Amendment No. 1 to Registration Statement on Form S-1

Filed August 22, 2012

Amendment No. 2 to Registration Statement on Form S-1

Filed August 24, 2012

File No. 333-182739

Dear Ms. McHale:

The following information is provided in response to your comment letter dated August 22, 2012, pertaining to the Registration Statement on Form S-1 filed July 18, 2012, Pre-Effective Amendment No. 1 filed on August 22, 2012 and Pre-Effective Amendment No. 2 filed on August 24, 2012. To assist your review, we have retyped the text of the Staff’s comment and provided our response below each comment.

Cover Page

 

1. We note your revised disclosure in response to comment 1 of our letter dated August 15, 2012. Please revise your cover page and disclosure throughout the prospectus to state the minimum number of shares that you will need to sell in the rights offering in order to meet the $13.0 million threshold provision that is applicable to some of the standby purchasers. In addition, please clarify here and on pages 16 and 51 that the $13.0 million threshold includes the $4.3 million investment of the five standby purchasers.

Response:

We have clarified on the cover page and throughout the document number of shares that must be sold in the rights offering for us to raise at least $13.0 million and require the standby purchasers to complete their share purchase. We have also included language clarifying that the $13.0 million to be raised includes the commitment of the five standby purchasers.


Risk Factors

 

2. We note your response to comment 5 of our letter dated August 15, 2012. Your statement that you have not obtained a recommendation or fairness opinion from Sandler O’Neill and that the board is not making a recommendation as to whether the subscription rights should be exercised should be separated into its own section in Risk Factors.
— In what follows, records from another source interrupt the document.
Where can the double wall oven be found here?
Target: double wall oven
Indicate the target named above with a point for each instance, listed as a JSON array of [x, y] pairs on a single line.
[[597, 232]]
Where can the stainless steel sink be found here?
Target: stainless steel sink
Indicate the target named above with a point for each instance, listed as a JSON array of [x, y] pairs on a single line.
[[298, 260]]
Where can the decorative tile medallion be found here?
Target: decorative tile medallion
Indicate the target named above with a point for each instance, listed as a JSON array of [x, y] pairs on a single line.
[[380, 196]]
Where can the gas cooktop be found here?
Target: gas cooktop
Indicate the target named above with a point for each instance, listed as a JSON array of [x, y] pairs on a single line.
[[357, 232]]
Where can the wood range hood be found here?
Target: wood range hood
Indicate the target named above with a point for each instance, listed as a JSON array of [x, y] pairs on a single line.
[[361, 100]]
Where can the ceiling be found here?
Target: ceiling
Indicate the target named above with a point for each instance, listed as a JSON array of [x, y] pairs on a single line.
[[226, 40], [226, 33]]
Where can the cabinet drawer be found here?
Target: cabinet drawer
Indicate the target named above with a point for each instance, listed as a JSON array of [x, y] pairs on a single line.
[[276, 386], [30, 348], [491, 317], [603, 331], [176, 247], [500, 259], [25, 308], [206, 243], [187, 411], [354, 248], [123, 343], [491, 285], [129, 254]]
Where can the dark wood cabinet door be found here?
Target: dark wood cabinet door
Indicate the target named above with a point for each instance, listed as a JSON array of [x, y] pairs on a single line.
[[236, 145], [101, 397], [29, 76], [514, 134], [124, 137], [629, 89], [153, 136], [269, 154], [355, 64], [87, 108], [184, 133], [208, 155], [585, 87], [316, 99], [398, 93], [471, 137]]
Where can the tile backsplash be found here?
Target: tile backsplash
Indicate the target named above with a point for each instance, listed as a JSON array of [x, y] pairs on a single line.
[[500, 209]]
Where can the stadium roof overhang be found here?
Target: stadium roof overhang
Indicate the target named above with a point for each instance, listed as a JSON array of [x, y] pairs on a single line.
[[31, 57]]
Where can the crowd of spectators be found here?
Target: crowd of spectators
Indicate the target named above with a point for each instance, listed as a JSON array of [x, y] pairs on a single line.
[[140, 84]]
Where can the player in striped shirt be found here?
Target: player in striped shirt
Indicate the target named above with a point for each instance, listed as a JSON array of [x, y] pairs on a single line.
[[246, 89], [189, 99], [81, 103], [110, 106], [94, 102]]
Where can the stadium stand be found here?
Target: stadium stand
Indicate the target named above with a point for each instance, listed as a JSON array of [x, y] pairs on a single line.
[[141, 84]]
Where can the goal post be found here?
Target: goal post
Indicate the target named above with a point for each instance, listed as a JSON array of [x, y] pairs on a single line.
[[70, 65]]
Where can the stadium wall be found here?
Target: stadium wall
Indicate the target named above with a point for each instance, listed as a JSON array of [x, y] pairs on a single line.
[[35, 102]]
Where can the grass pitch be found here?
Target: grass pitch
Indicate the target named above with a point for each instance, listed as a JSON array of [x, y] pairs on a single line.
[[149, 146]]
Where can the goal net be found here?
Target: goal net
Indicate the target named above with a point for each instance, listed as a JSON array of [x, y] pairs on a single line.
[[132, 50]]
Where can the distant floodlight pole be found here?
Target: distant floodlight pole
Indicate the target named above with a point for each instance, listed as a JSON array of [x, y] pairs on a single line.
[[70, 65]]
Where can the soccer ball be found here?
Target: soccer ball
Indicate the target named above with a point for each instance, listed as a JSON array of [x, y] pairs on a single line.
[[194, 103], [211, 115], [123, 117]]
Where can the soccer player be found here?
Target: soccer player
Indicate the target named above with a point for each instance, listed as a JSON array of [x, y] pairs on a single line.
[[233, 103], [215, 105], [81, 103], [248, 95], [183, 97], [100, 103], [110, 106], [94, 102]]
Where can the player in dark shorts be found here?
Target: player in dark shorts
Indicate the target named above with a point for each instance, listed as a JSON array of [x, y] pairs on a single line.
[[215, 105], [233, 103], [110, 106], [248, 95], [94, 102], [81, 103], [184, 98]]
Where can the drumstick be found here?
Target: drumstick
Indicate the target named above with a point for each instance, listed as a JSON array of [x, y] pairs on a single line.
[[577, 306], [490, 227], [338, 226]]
Please revise. This section should address the risks to investors as a result of the lack of fairness opinion or recommendation from Sandler O’Neill and the board of directors.

Response:

We have revised this section to include a separate risk factor regarding the lack of a fairness opinion.

Exhibits

 

3. Please file any missing exhibits, including your legality opinion, in your next amendment.

Response:

From our conversations with Ms. Purnell, we understand that this comment was inadvertent and that these exhibits were filed with Pre-Effective Amendment No. 2.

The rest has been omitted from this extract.